Some people think if they throw enough words of the “what if” or “but then” variety, anything can be twisted out of shape enough to render even the most toxic subject harmless.
Take sexual harassment.
The presumption on the part of some men that a woman is there for their entertainment underlies the casual fecklessness of the entire frat-boy mentality. They excuse themselves with all manner of absurdity. “She was there to party” “her clothes” “she didn’t say no” “she laughed.”
That last one gets me every time.
I worked with a man for nine years who used that as his justification for a level of “flirtation” that bordered on intimidation. Every attractive woman who came into the store could be a target for his brand of locker room humor and he excused himself from charges of harassment by saying “But they laughed.” Which to him signaled they were having a good time and what he was doing was acceptable.
He seemed tone deaf to nervous laughter. He was oblivious to the rictus of “I can’t believe you just said that.”
Gradually, they stopped coming. We lost business. One good friend complained to me about it and I advised her to call him on it. She did. Immediately afterward, his comment was “I had no idea she was such a bitch.”
“She’s not,” I said. “You’re just such an asshole.”
He looked genuinely hurt. I patiently tried to explain what he was doing that was wrong. Maybe he didn’t want to get it, but I still believe that he was so steeped in the culture of the Fifties and Sixties that he just couldn’t accommodate the idea that what he had been doing all his adult life was fundamentally wrong. Disrespectful, intimidating, humiliating. “But they laugh.”
This is who he saw himself as and he thought it was cool. He thought I was being a whiney liberal.Â
But we lost almost all our female customers of a certain age and physical description.
Now he did ask one question that got me thinking. “If I say the same things at a party, I don’t drive anyone away.”

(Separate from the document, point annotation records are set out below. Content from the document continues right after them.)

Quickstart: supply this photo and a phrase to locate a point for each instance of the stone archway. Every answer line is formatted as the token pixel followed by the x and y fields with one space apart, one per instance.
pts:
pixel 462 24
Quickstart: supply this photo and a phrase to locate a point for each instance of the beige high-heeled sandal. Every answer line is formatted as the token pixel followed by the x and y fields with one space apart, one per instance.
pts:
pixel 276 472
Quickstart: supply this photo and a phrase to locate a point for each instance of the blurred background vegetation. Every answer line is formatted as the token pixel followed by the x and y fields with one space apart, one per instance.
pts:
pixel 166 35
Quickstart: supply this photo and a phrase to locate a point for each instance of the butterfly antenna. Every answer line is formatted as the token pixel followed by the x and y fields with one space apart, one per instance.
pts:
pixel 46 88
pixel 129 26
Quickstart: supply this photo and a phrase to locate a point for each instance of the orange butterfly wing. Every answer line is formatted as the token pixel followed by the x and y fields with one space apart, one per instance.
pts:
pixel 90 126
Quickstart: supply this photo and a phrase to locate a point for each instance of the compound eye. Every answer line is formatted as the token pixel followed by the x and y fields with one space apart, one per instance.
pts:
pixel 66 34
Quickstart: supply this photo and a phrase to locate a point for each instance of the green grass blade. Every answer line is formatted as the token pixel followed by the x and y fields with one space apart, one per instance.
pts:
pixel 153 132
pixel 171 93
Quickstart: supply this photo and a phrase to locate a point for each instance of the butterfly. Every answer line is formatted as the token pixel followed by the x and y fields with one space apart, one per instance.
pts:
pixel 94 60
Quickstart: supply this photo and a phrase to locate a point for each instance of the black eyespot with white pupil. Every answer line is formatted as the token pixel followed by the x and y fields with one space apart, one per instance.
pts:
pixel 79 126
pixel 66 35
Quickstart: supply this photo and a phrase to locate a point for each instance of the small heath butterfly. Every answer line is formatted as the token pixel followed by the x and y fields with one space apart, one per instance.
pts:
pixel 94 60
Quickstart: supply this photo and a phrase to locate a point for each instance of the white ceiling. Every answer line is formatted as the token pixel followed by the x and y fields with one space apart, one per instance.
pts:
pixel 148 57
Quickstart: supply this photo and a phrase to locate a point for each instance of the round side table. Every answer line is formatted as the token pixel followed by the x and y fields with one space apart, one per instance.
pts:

Well, I had to question that a bit, but—
The difference between a social occasion where everyone is perfectly free to walk away and a business environment wherein the parties are trapped by a set of necessities which do not allow easy egress. In order for them to walk away they have to be willing to break a business arrangement. They have to find another source for what they need. They have to start over to build a relationship.
None of this has a damn thing to do with making yuk-yuk over sexual innuendos and flirtation. There are costs involved.
Of course, there are always costs involved, just that some of them are not so immediate or monetary. Loss of respect, at minimum. Actual fear. Women who may realize that they’re quite glad never to be alone with you. The easy intimacy of friendship lost.
Not to mention just adding to the general toxicity of a culture that takes as given, usually unstated but always there, that women are there for a man’s pleasure.
And those who reject that?
The oblivion of being recategorized and cast out. At best. Punished at worst. Punished by assault, but actions based on the assumption “Oh, she really wants it even if she’s saying she doesn’t.”
Underlined by ridicule.
But it was all in fun! After all, the boys were laughing.